Dans le chapitre lexovien de son ouvrage, l'Adepte se livre à un examen de sa signification en alchimie sur lequel je reviendrai sans doute plus tard, car une salamandre décore également la porte d'entrée du manoir. Il fait donc remarquer à nouveau la place importante qu'occupe, parmi les sujets emblématiques du petit hôtel de Lisieux, la salamandre, enseigne particulière de son modeste et savant propriétaire. Et il poursuit:
"On la retrouve jusque sur la lucarne du faîte, presque inacessible et dressée en plein ciel. Elle y étreint le poinçon du chapeau, entre deux dragons sculptés parallèlement sur le bois des jouées."
Et de concentrer alors, très logiquement, ses explications sur les deux dragons:
"Ces deux dragons, l'un aptère (sans ailes), l'autre chrysoptère (aux ailes dorées), sont ceux dont parle Nicolas Flamel en ses Figures hierogliphiques, et que Michel Maïer (Symbola aureae mensae, Francofurti, 1617) regarde comme étant, avec le globe surmonté de la croix, des symboles particuliers au style du célèbre Adepte.

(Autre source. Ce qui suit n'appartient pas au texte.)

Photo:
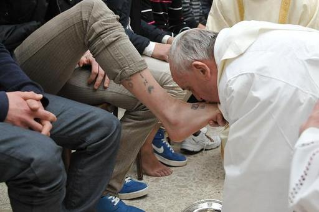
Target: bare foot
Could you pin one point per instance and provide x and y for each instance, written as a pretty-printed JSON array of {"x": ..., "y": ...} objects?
[{"x": 152, "y": 167}]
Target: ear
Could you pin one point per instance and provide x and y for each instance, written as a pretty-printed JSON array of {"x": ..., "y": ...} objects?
[{"x": 201, "y": 70}]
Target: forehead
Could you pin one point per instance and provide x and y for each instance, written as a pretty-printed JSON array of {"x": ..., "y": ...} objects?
[{"x": 183, "y": 79}]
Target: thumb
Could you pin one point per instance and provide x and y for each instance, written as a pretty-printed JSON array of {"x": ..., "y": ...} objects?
[{"x": 30, "y": 95}]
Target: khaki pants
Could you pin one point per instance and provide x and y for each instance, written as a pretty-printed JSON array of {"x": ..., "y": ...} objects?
[{"x": 51, "y": 53}]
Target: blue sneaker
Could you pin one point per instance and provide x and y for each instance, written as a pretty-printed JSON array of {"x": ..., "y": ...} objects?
[
  {"x": 133, "y": 189},
  {"x": 110, "y": 203},
  {"x": 165, "y": 153}
]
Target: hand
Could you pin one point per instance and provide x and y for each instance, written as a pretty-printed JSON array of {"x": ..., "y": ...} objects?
[
  {"x": 313, "y": 120},
  {"x": 170, "y": 40},
  {"x": 201, "y": 26},
  {"x": 217, "y": 120},
  {"x": 25, "y": 108},
  {"x": 46, "y": 124},
  {"x": 161, "y": 51},
  {"x": 97, "y": 73}
]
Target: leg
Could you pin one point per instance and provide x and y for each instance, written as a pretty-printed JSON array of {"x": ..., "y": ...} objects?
[
  {"x": 137, "y": 121},
  {"x": 31, "y": 166},
  {"x": 94, "y": 134},
  {"x": 49, "y": 56},
  {"x": 150, "y": 164}
]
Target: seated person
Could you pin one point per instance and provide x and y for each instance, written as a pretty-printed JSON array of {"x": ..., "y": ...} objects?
[
  {"x": 193, "y": 13},
  {"x": 49, "y": 56},
  {"x": 30, "y": 146},
  {"x": 265, "y": 77}
]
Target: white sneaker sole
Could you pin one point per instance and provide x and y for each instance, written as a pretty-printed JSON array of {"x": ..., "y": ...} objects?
[
  {"x": 134, "y": 195},
  {"x": 198, "y": 148},
  {"x": 170, "y": 162}
]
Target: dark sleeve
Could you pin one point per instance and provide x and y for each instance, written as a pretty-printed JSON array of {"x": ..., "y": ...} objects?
[
  {"x": 147, "y": 12},
  {"x": 139, "y": 42},
  {"x": 12, "y": 78},
  {"x": 188, "y": 14},
  {"x": 152, "y": 32},
  {"x": 206, "y": 5}
]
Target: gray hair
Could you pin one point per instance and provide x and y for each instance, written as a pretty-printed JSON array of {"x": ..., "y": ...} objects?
[{"x": 191, "y": 45}]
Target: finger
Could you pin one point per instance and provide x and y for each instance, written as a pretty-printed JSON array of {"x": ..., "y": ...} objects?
[
  {"x": 106, "y": 81},
  {"x": 30, "y": 95},
  {"x": 34, "y": 125},
  {"x": 213, "y": 123},
  {"x": 47, "y": 126},
  {"x": 33, "y": 104},
  {"x": 316, "y": 108},
  {"x": 82, "y": 61},
  {"x": 99, "y": 78},
  {"x": 45, "y": 115},
  {"x": 220, "y": 120},
  {"x": 94, "y": 72}
]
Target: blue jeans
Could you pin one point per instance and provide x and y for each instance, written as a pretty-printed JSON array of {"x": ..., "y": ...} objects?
[{"x": 31, "y": 165}]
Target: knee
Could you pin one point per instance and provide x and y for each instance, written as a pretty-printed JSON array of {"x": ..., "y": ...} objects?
[
  {"x": 107, "y": 128},
  {"x": 48, "y": 165}
]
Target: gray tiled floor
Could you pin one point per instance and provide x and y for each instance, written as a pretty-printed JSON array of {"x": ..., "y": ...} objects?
[{"x": 201, "y": 178}]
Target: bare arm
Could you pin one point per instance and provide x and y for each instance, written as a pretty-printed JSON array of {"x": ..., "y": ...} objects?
[{"x": 179, "y": 118}]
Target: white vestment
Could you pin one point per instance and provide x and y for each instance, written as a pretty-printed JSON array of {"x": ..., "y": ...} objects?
[
  {"x": 268, "y": 85},
  {"x": 226, "y": 13},
  {"x": 304, "y": 175}
]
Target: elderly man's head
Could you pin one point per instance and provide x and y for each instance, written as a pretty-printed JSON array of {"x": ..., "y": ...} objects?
[{"x": 192, "y": 63}]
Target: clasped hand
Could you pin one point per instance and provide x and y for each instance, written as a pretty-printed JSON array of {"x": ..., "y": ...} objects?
[
  {"x": 97, "y": 73},
  {"x": 26, "y": 111}
]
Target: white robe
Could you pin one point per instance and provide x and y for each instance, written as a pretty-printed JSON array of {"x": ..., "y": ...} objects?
[
  {"x": 226, "y": 13},
  {"x": 268, "y": 85},
  {"x": 304, "y": 174}
]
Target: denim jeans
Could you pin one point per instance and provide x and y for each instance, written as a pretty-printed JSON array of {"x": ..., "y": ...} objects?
[{"x": 31, "y": 166}]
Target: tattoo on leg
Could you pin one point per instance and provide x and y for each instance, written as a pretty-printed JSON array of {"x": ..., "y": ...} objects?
[
  {"x": 195, "y": 106},
  {"x": 144, "y": 80},
  {"x": 150, "y": 88},
  {"x": 129, "y": 83}
]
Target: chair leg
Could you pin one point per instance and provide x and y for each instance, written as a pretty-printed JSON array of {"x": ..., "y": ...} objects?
[
  {"x": 66, "y": 157},
  {"x": 139, "y": 166}
]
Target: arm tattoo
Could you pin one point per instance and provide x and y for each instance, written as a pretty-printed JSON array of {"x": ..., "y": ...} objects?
[
  {"x": 150, "y": 88},
  {"x": 197, "y": 105},
  {"x": 144, "y": 80},
  {"x": 129, "y": 82}
]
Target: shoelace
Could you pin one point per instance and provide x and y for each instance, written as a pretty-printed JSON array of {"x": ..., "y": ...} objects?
[
  {"x": 168, "y": 145},
  {"x": 114, "y": 199},
  {"x": 128, "y": 179}
]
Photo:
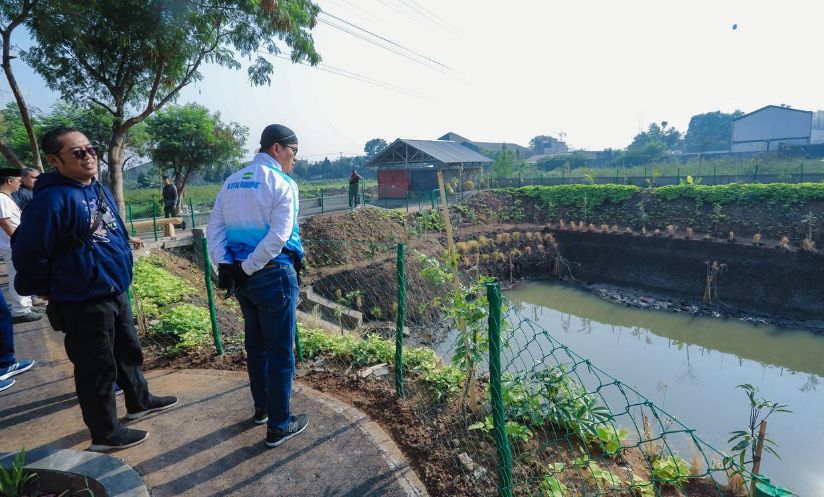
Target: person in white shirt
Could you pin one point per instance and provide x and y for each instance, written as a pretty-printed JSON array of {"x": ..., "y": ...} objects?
[
  {"x": 254, "y": 238},
  {"x": 22, "y": 310}
]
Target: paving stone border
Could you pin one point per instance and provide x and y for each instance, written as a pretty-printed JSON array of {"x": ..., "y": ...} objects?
[{"x": 117, "y": 477}]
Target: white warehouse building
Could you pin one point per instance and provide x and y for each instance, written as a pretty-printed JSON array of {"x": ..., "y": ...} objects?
[{"x": 772, "y": 127}]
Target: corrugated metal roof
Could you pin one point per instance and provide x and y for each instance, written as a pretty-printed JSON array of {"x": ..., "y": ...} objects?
[{"x": 447, "y": 152}]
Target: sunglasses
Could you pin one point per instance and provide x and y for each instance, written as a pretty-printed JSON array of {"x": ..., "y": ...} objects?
[{"x": 81, "y": 153}]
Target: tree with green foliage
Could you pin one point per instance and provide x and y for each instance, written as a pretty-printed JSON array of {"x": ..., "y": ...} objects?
[
  {"x": 14, "y": 13},
  {"x": 132, "y": 57},
  {"x": 503, "y": 165},
  {"x": 14, "y": 135},
  {"x": 539, "y": 142},
  {"x": 189, "y": 138},
  {"x": 711, "y": 131},
  {"x": 374, "y": 146}
]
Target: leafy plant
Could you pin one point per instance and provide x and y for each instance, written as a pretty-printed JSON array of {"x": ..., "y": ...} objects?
[
  {"x": 610, "y": 438},
  {"x": 746, "y": 440},
  {"x": 670, "y": 470},
  {"x": 15, "y": 479},
  {"x": 550, "y": 486},
  {"x": 187, "y": 324}
]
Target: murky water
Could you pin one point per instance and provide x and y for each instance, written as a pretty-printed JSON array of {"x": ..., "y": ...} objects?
[{"x": 691, "y": 366}]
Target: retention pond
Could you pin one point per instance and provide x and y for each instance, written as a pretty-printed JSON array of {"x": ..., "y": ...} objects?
[{"x": 690, "y": 367}]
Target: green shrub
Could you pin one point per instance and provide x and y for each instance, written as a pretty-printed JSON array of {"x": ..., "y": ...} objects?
[
  {"x": 156, "y": 287},
  {"x": 188, "y": 325}
]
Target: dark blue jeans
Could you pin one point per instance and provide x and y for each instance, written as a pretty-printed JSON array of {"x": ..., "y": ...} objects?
[
  {"x": 6, "y": 334},
  {"x": 269, "y": 301}
]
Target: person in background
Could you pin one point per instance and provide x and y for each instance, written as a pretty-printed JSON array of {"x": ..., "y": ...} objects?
[
  {"x": 169, "y": 197},
  {"x": 253, "y": 236},
  {"x": 9, "y": 366},
  {"x": 27, "y": 180},
  {"x": 22, "y": 309},
  {"x": 73, "y": 249},
  {"x": 354, "y": 182}
]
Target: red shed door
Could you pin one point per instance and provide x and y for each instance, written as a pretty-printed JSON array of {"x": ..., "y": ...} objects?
[{"x": 393, "y": 183}]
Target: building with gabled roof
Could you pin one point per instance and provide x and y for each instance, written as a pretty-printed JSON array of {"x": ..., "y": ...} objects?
[
  {"x": 412, "y": 165},
  {"x": 488, "y": 148},
  {"x": 771, "y": 128}
]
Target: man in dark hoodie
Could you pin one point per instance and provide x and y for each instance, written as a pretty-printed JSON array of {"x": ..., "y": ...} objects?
[{"x": 72, "y": 249}]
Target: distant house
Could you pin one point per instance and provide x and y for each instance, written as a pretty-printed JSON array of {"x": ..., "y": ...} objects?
[
  {"x": 772, "y": 127},
  {"x": 488, "y": 148},
  {"x": 412, "y": 166}
]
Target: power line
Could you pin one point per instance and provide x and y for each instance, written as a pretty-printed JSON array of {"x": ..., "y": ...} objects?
[
  {"x": 385, "y": 47},
  {"x": 387, "y": 40},
  {"x": 352, "y": 75}
]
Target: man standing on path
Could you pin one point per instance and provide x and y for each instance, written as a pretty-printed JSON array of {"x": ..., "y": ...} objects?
[
  {"x": 253, "y": 236},
  {"x": 354, "y": 182},
  {"x": 27, "y": 180},
  {"x": 169, "y": 197},
  {"x": 8, "y": 364},
  {"x": 72, "y": 248},
  {"x": 21, "y": 307}
]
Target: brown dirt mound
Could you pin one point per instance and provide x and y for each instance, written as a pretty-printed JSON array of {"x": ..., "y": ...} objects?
[{"x": 345, "y": 237}]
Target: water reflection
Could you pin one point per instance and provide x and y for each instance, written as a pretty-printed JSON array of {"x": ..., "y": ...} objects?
[{"x": 691, "y": 366}]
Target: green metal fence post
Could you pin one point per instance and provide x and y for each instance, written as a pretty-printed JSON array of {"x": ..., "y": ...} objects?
[
  {"x": 192, "y": 210},
  {"x": 131, "y": 220},
  {"x": 154, "y": 217},
  {"x": 399, "y": 385},
  {"x": 493, "y": 293},
  {"x": 207, "y": 271},
  {"x": 298, "y": 346}
]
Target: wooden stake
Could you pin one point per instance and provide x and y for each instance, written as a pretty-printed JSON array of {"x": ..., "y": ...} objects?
[
  {"x": 759, "y": 446},
  {"x": 447, "y": 223}
]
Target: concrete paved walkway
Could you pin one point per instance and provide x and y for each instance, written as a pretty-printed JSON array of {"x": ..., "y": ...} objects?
[{"x": 207, "y": 445}]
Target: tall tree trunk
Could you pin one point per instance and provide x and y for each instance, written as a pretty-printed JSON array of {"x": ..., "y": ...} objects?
[
  {"x": 10, "y": 156},
  {"x": 116, "y": 146},
  {"x": 18, "y": 96}
]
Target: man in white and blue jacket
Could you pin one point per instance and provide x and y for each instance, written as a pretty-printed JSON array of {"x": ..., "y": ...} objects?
[
  {"x": 72, "y": 249},
  {"x": 254, "y": 238}
]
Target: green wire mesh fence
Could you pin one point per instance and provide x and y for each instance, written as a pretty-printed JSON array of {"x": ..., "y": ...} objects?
[{"x": 570, "y": 428}]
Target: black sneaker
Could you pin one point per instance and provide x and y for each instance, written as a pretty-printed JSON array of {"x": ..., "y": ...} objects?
[
  {"x": 298, "y": 423},
  {"x": 125, "y": 439},
  {"x": 260, "y": 416},
  {"x": 31, "y": 315},
  {"x": 155, "y": 404}
]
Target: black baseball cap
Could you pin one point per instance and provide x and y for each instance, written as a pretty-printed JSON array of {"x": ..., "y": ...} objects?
[{"x": 277, "y": 133}]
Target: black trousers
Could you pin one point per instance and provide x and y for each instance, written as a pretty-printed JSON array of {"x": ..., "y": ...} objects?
[{"x": 102, "y": 344}]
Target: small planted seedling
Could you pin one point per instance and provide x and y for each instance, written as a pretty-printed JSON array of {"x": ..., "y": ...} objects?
[{"x": 756, "y": 239}]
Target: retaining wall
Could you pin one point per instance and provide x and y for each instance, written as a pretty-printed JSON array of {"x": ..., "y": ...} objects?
[{"x": 759, "y": 279}]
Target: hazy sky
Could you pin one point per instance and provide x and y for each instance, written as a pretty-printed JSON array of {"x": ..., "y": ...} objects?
[{"x": 596, "y": 70}]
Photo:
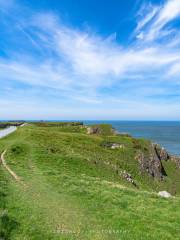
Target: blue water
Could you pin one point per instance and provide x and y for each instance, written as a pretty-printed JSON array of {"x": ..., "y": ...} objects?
[{"x": 165, "y": 133}]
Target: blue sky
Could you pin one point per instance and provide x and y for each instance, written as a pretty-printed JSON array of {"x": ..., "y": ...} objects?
[{"x": 89, "y": 59}]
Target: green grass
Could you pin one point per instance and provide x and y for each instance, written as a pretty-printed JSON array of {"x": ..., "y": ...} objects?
[{"x": 70, "y": 190}]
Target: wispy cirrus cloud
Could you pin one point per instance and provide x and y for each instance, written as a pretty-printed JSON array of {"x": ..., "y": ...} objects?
[
  {"x": 152, "y": 25},
  {"x": 82, "y": 67}
]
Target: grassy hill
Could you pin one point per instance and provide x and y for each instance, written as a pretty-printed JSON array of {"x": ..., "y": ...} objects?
[{"x": 74, "y": 186}]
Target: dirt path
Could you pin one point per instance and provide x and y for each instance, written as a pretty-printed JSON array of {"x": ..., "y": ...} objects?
[{"x": 13, "y": 174}]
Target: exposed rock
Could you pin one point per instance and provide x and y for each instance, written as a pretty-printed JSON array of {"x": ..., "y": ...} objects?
[
  {"x": 128, "y": 177},
  {"x": 164, "y": 194},
  {"x": 176, "y": 160},
  {"x": 93, "y": 130},
  {"x": 151, "y": 163},
  {"x": 112, "y": 145},
  {"x": 161, "y": 152}
]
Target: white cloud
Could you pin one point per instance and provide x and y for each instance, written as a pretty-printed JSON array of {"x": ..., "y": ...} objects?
[
  {"x": 151, "y": 26},
  {"x": 81, "y": 65}
]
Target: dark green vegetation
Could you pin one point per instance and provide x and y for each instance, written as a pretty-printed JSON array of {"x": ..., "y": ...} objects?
[
  {"x": 71, "y": 188},
  {"x": 8, "y": 124}
]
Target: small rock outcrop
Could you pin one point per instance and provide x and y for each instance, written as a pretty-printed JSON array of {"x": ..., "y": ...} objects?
[
  {"x": 112, "y": 145},
  {"x": 176, "y": 160},
  {"x": 151, "y": 162},
  {"x": 164, "y": 194},
  {"x": 128, "y": 177},
  {"x": 161, "y": 152}
]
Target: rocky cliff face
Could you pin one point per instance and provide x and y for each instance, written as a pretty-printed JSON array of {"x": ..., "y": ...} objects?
[{"x": 151, "y": 162}]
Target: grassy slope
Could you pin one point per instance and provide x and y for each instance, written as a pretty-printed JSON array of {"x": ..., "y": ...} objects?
[{"x": 67, "y": 192}]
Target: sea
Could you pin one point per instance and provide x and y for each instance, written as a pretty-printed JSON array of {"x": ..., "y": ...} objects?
[{"x": 166, "y": 133}]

Cette simple constation démontre la connaissance étendue que l'artiste lexovien avait des textes philosophiques et du symbolisme spécial à chacun de ses prédécesseurs."
Poursuivons donc le couple dragonnier, et retrouvons-le au chapitre L'Homme des Bois des Demeures:
Ils désignent, nous dit Fulcanelli, les deux matières, active et passive, dont la réaction mutuelle fournit, à la fin du combat philosophique, la première substance de l'OEuvre.
"Certains auteurs, - Nicolas Flamel et Basile Valentin en particulier, - ont donné à ces éléments l'épithète conventionnelle de dragons; le dragon céleste, qu'ils représentent ailé, caractérise le corps volatil, le dragon terrestre, aptère, le corps fixe."
Sur ce sujet du combat des deux natures, vous pourrez également vous reporter à mon post du 12 juillet 2006: Julien Champagne aux marmousets.
Mais la salamandre dans tout ça, me direz-vous? Quelle place tient-elle auprès de ces dragons?
Précisément, elle est comme dit Fulcanelli entre les dragons. Alors, les sépare-t-elle ou au contraire les unit-elle? Ou encore est-elle le produit final de la réunion des deux antagonistes?
Fulcanelli à mon avis répond immédiatement mais indirectement à cette redoutable question:
"Le choix même de la salamandre nous mène à penser que notre alchimiste dut chercher longtemps et employer de nombreuses années à la découverte du feu secret...verbe incarné, esprit céleste corporifié dans toutes les choses de ce monde."